As with previous models, there is extensive integration with boat-based systems, especially the Garmin chartplotter and Fusion audio stack, the latter being done via the built-in Fusion-Link Lite app. As a result, everything is at your fingertips, from remote control of key MFD features such as chart zoom, layout shortcuts, and autopilot to real-time data such as water depth, engine RPM, and wind. A clever trick in this set of features is to use a clock to allow chartplotter waypoints to be placed from anywhere on the boat. You don’t have to go back to the rudder.
This is an impressive list of features, but to get the most out of it, you need a compatible boat system.
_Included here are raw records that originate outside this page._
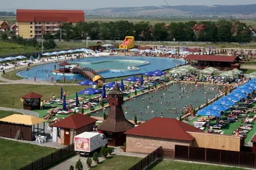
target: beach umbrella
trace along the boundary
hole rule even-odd
[[[135,82],[135,81],[143,82],[143,79],[135,77],[135,76],[129,77],[124,79],[124,80],[129,81],[129,82]]]
[[[79,105],[79,99],[78,99],[78,92],[75,93],[75,106],[78,107]]]
[[[105,85],[102,87],[102,97],[106,98],[106,89],[105,88]]]
[[[62,87],[61,88],[61,100],[62,99],[63,97],[63,88]]]
[[[138,52],[139,51],[139,50],[138,50],[137,48],[133,48],[133,49],[131,49],[129,50],[132,52]]]
[[[98,90],[96,88],[86,88],[83,90],[78,92],[78,94],[84,94],[84,95],[93,95],[93,94],[99,94],[101,93],[102,90]]]
[[[78,82],[78,84],[81,85],[97,85],[97,83],[90,80],[86,80],[84,82]]]
[[[200,109],[197,112],[197,115],[200,116],[216,116],[216,117],[220,117],[221,113],[219,111],[214,110],[214,109]]]
[[[115,84],[116,84],[116,82],[108,82],[107,84],[105,84],[105,87],[108,88],[112,88],[115,86]],[[119,83],[117,83],[117,85],[118,85],[119,88],[121,88],[122,85]]]
[[[62,104],[62,110],[67,109],[67,104],[66,104],[66,96],[63,96],[63,104]]]
[[[121,89],[122,91],[124,91],[124,81],[123,80],[121,80]]]

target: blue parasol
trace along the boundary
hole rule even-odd
[[[121,90],[122,91],[124,91],[124,81],[123,80],[121,80]]]
[[[63,96],[62,110],[67,110],[66,96]]]
[[[62,99],[63,97],[63,88],[62,87],[61,88],[61,100]]]
[[[78,92],[75,93],[75,106],[78,107],[79,105],[79,99],[78,99]]]
[[[86,80],[84,82],[78,82],[78,84],[81,85],[97,85],[97,83],[96,82],[93,82],[90,80]]]
[[[103,85],[103,87],[102,87],[102,97],[106,98],[106,89],[105,88],[105,85]]]

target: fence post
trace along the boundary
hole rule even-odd
[[[51,163],[53,163],[53,153],[51,153]]]
[[[44,169],[44,158],[42,157],[42,169]]]

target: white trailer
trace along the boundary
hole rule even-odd
[[[80,155],[86,155],[97,149],[106,146],[108,139],[104,134],[97,132],[83,132],[75,136],[75,150]]]

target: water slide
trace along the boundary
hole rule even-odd
[[[126,36],[124,42],[119,45],[120,49],[132,49],[135,45],[134,36]]]

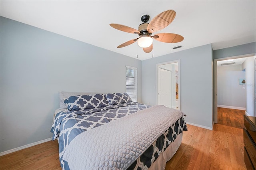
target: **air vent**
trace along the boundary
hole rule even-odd
[[[177,48],[181,48],[182,47],[182,46],[181,45],[176,46],[176,47],[173,47],[172,49],[177,49]]]
[[[220,64],[220,65],[232,65],[232,64],[235,64],[235,63],[236,63],[234,62],[233,63],[222,63],[222,64]]]

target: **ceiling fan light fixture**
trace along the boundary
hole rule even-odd
[[[142,48],[146,48],[149,47],[153,43],[153,38],[149,36],[142,36],[137,40],[138,44]]]

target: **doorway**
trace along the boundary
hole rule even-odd
[[[158,104],[180,109],[180,62],[176,60],[157,65]]]
[[[229,62],[232,62],[232,63],[236,63],[238,62],[239,62],[239,60],[239,60],[239,59],[240,59],[241,60],[241,61],[245,61],[246,58],[245,57],[252,57],[252,56],[253,56],[253,54],[250,54],[249,55],[240,55],[240,56],[234,56],[234,57],[226,57],[226,58],[221,58],[221,59],[214,59],[214,123],[218,123],[218,112],[219,112],[218,111],[218,95],[220,95],[221,94],[221,91],[218,91],[218,75],[217,73],[217,69],[218,68],[218,64],[217,64],[217,62],[218,62],[219,63],[219,64],[220,63],[222,63],[223,65],[225,65],[225,64],[229,64],[229,63],[228,63]],[[229,61],[228,61],[228,60],[229,60]],[[234,61],[230,61],[230,59],[234,59]],[[223,62],[225,61],[225,62]],[[242,61],[242,63],[240,63],[241,64],[242,64],[242,63],[243,63],[243,61]],[[236,63],[236,64],[238,64],[238,63]],[[225,66],[224,66],[225,67]],[[241,69],[242,68],[242,67],[241,68]],[[242,71],[242,70],[241,70],[241,71]],[[245,70],[244,70],[244,71],[245,71]],[[229,73],[229,76],[231,76],[232,75],[231,74],[230,74],[230,73]],[[232,82],[232,81],[234,81],[234,82],[233,82],[232,81],[232,83],[231,84],[231,85],[232,86],[239,86],[239,90],[242,90],[242,89],[243,89],[242,90],[243,90],[244,91],[245,93],[244,94],[244,95],[246,96],[246,90],[245,89],[247,89],[246,88],[246,85],[244,84],[240,84],[240,85],[238,85],[238,83],[240,83],[240,78],[244,78],[245,77],[245,77],[244,76],[240,76],[239,77],[235,77],[234,78],[234,79],[232,79],[232,80],[231,80],[231,79],[230,79],[230,80],[229,81],[228,81],[228,82],[229,83],[230,83]],[[228,78],[229,78],[229,77],[228,77]],[[219,83],[225,83],[225,81],[223,81],[223,82],[222,82],[222,81],[221,81],[221,82],[219,82]],[[246,82],[246,83],[247,82]],[[236,90],[234,90],[234,89],[231,89],[231,88],[233,88],[234,87],[231,87],[230,86],[230,85],[229,85],[229,87],[227,89],[227,90],[225,90],[223,91],[223,93],[226,93],[226,95],[227,95],[227,94],[228,93],[228,92],[230,92],[229,93],[229,95],[228,95],[228,97],[225,97],[226,98],[229,98],[229,99],[232,99],[233,100],[232,101],[230,101],[230,103],[232,103],[233,104],[234,104],[234,103],[237,103],[238,102],[239,102],[239,101],[238,101],[238,101],[234,101],[234,98],[236,98],[236,97],[235,97],[235,95],[237,95],[237,94],[238,94],[238,93],[239,92],[238,90],[237,91]],[[232,93],[232,92],[234,92],[234,93]],[[217,94],[217,93],[220,93]],[[240,95],[240,96],[242,96]],[[220,98],[220,96],[218,96],[218,98]],[[241,98],[241,97],[240,97],[239,99]],[[220,97],[220,101],[221,101],[221,100],[222,100],[223,101],[225,101],[226,102],[226,99],[224,99],[224,97]],[[247,103],[247,102],[248,102],[248,101],[247,101],[246,99],[243,99],[243,101],[242,101],[243,102],[245,102],[246,103]],[[240,103],[242,103],[242,101],[240,102]],[[226,103],[227,103],[226,102]],[[241,103],[240,103],[241,104]],[[228,104],[221,104],[220,103],[220,105],[221,106],[219,105],[218,106],[220,106],[220,107],[223,107],[224,108],[226,108],[226,109],[238,109],[239,110],[243,110],[243,112],[244,112],[244,113],[246,112],[245,111],[245,108],[246,107],[246,106],[240,106],[238,105],[228,105]],[[234,106],[233,106],[233,105],[234,105],[234,106],[235,106],[235,107],[234,107]],[[226,107],[226,106],[228,106],[227,107]],[[231,107],[230,107],[230,106],[231,106]]]

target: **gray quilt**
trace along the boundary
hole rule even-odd
[[[157,105],[76,136],[64,153],[70,169],[126,169],[184,115]]]

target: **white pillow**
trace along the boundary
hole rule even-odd
[[[79,95],[90,95],[96,94],[97,93],[85,93],[85,92],[68,92],[66,91],[59,91],[59,97],[60,98],[60,109],[66,109],[68,108],[68,105],[64,103],[64,101],[68,97],[72,96]]]

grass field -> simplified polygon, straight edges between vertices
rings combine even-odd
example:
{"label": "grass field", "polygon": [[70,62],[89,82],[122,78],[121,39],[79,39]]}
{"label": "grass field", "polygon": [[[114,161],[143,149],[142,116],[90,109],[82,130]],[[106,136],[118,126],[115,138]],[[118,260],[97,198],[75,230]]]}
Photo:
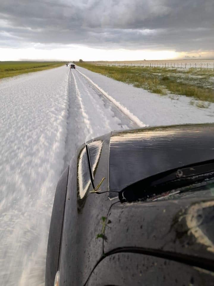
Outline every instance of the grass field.
{"label": "grass field", "polygon": [[[165,95],[186,95],[197,100],[214,102],[214,71],[139,66],[109,66],[77,63],[80,66],[117,80],[141,88],[151,92]],[[190,104],[194,105],[192,100]],[[207,107],[202,103],[195,105]]]}
{"label": "grass field", "polygon": [[63,62],[0,61],[0,79],[56,68],[64,64]]}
This should be one of GPSMAP 7×2 / 7×3 / 9×2 / 9×3 / 12×2 / 12×3 Plus or GPSMAP 10×2 /. 12×2, GPSMAP 74/7600, GPSMAP 84/8600, GHC 20, GNX ™ Wind, GNT 10.
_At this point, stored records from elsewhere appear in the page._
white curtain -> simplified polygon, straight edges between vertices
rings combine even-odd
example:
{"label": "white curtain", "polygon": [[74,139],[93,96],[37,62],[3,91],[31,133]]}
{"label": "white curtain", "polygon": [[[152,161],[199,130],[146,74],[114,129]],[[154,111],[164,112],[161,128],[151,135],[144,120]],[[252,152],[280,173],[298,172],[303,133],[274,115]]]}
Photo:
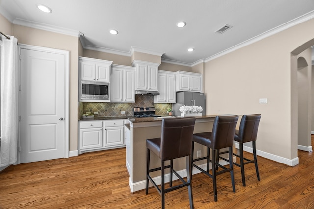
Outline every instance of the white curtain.
{"label": "white curtain", "polygon": [[17,39],[2,36],[1,52],[1,150],[0,167],[14,164],[17,159]]}

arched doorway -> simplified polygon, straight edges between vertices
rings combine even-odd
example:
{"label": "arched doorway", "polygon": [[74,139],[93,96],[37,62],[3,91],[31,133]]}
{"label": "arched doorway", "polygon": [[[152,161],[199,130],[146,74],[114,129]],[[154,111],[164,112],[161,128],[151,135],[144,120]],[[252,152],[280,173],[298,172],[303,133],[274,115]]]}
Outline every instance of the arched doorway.
{"label": "arched doorway", "polygon": [[[307,54],[306,53],[307,53]],[[311,49],[302,54],[311,55]],[[309,57],[308,57],[309,58]],[[311,145],[311,69],[302,56],[298,58],[298,149],[312,151]]]}

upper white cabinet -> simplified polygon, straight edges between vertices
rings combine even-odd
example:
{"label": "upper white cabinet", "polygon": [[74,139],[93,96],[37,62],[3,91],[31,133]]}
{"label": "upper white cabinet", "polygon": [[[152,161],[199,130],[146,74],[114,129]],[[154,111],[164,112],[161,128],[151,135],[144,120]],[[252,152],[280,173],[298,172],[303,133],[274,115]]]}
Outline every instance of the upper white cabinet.
{"label": "upper white cabinet", "polygon": [[110,101],[135,102],[135,68],[112,65]]}
{"label": "upper white cabinet", "polygon": [[176,91],[202,91],[202,74],[193,72],[176,72]]}
{"label": "upper white cabinet", "polygon": [[176,103],[176,75],[174,72],[159,70],[158,87],[160,94],[154,96],[154,103]]}
{"label": "upper white cabinet", "polygon": [[159,64],[135,60],[135,90],[158,91],[158,67]]}
{"label": "upper white cabinet", "polygon": [[79,57],[80,79],[110,82],[112,61]]}

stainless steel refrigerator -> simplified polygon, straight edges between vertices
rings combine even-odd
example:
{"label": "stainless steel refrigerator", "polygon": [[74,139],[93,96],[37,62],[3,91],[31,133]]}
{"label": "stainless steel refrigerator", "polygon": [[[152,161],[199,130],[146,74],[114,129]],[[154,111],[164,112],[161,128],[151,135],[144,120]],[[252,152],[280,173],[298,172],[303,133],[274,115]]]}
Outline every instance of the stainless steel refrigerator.
{"label": "stainless steel refrigerator", "polygon": [[199,106],[203,108],[202,115],[205,115],[206,98],[204,93],[192,92],[177,92],[176,103],[172,104],[172,111],[175,116],[180,116],[181,112],[179,109],[183,105]]}

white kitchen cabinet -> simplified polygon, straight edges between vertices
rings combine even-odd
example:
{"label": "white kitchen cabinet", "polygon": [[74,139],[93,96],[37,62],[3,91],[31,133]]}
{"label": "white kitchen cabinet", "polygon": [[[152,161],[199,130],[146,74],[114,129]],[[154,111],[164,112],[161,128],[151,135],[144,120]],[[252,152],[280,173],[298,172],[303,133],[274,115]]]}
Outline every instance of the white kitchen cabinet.
{"label": "white kitchen cabinet", "polygon": [[112,65],[110,101],[135,102],[135,68]]}
{"label": "white kitchen cabinet", "polygon": [[124,124],[123,120],[105,120],[104,124],[104,142],[105,147],[125,144]]}
{"label": "white kitchen cabinet", "polygon": [[159,64],[135,60],[135,90],[158,91],[158,67]]}
{"label": "white kitchen cabinet", "polygon": [[82,121],[79,123],[79,149],[87,150],[103,146],[102,121]]}
{"label": "white kitchen cabinet", "polygon": [[159,70],[158,87],[159,95],[154,96],[154,103],[176,103],[176,75],[174,72]]}
{"label": "white kitchen cabinet", "polygon": [[124,119],[80,121],[79,154],[125,147]]}
{"label": "white kitchen cabinet", "polygon": [[194,72],[176,72],[176,91],[202,91],[202,74]]}
{"label": "white kitchen cabinet", "polygon": [[80,79],[110,82],[112,61],[79,57]]}

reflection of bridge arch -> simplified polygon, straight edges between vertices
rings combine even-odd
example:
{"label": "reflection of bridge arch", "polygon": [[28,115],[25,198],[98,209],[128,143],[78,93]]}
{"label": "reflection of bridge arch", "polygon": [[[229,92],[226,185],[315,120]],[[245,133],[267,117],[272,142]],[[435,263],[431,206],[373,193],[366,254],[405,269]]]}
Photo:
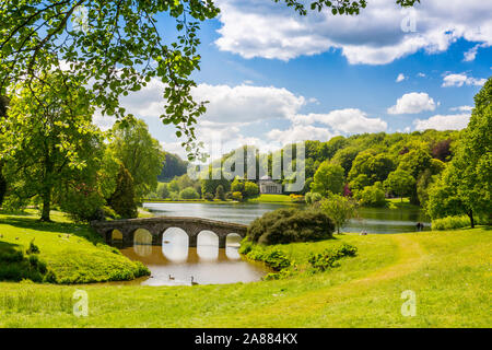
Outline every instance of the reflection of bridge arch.
{"label": "reflection of bridge arch", "polygon": [[145,229],[137,229],[133,232],[133,250],[140,256],[152,254],[152,234]]}
{"label": "reflection of bridge arch", "polygon": [[145,219],[128,219],[113,221],[93,221],[92,228],[101,235],[105,236],[106,242],[113,243],[113,234],[117,230],[121,233],[122,244],[125,246],[133,245],[134,234],[138,229],[145,229],[152,236],[152,245],[162,245],[164,232],[169,228],[176,228],[185,231],[188,235],[188,245],[197,246],[198,234],[202,231],[212,231],[219,236],[219,247],[225,248],[226,237],[230,233],[236,233],[241,237],[246,236],[247,226],[237,223],[222,222],[201,218],[177,218],[177,217],[157,217]]}
{"label": "reflection of bridge arch", "polygon": [[183,262],[188,259],[188,235],[179,228],[168,228],[160,235],[162,254],[171,261]]}

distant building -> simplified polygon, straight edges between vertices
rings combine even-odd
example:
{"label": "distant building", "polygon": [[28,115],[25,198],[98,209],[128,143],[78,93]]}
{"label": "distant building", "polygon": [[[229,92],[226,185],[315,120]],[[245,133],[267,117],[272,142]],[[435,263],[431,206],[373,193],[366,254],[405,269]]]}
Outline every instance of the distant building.
{"label": "distant building", "polygon": [[273,182],[268,175],[261,176],[259,179],[259,188],[260,194],[282,194],[282,185]]}

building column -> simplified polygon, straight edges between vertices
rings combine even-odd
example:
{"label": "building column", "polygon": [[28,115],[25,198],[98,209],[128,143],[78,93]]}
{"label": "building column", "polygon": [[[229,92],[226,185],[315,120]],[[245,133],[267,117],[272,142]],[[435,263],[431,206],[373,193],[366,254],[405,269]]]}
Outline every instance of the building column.
{"label": "building column", "polygon": [[219,235],[219,248],[225,248],[227,235]]}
It’s a fair list, but it’s definitely easy if you have a boat with a compatible system, but it narrows down some of the appeal.
Garmin quatix 7 Sapphire Review: Specifications
size: 47 x 47 x 14.5mm
screen: 1.3 “(33.02mm) AMOLED touch screen
weight: 70g (47g, case only)
Maximum battery life: 16th (smartwatch mode), 21st (battery saver mode), 14th (expedition GPS mode)
lens: Sapphire crystal
Garmin quatix 7 Sapphire Review: Alternatives to Consider
This is an interesting market for Garmin quatix 7. It competes with Suunto and numerous Amazfit T-rex style devices as an outdoor watch with an activity tracker, while the “Marine” smartwatch is one of its class. The old Quatix 6 is a great crossover device and a powerful alternative given your budget. That said, the number of people looking for a Fusion-compatible watch within their budget can certainly be very small.
Garmin quatix 7 Sapphire Review: Verdict
I’m a fan of the Garmin multisport platform. This is an endless option that has been well hidden over the years to aid in easy navigation. I like the huge array of coaching tools, useful sensors (HR, blood oxygenometer, Vo2 max calculator). I also like the reliability that rarely disappoints. The Garmin quatix 7 Sapphire adds touchscreens and marine tools to the mix, but it’s not an average feat in itself, without actually compromising the wider platform. The new screen is really great, but it eats up battery life faster than I want (although the yardstick is the Garmin Fenix 6X Pro Solar’s almost unlimited battery life and is slightly unfair).
Anyway, as emphasized above, if you are in the market for “marine” watches that integrate with Garmin boat equipment, Quatics is almost your only choice. For avid paddle borders and kayaks, tide tides and mapping can also help. Garminquatix 7 sapphire is not leaning forward on land. Overall, this is a powerful evolution of the Victory formula.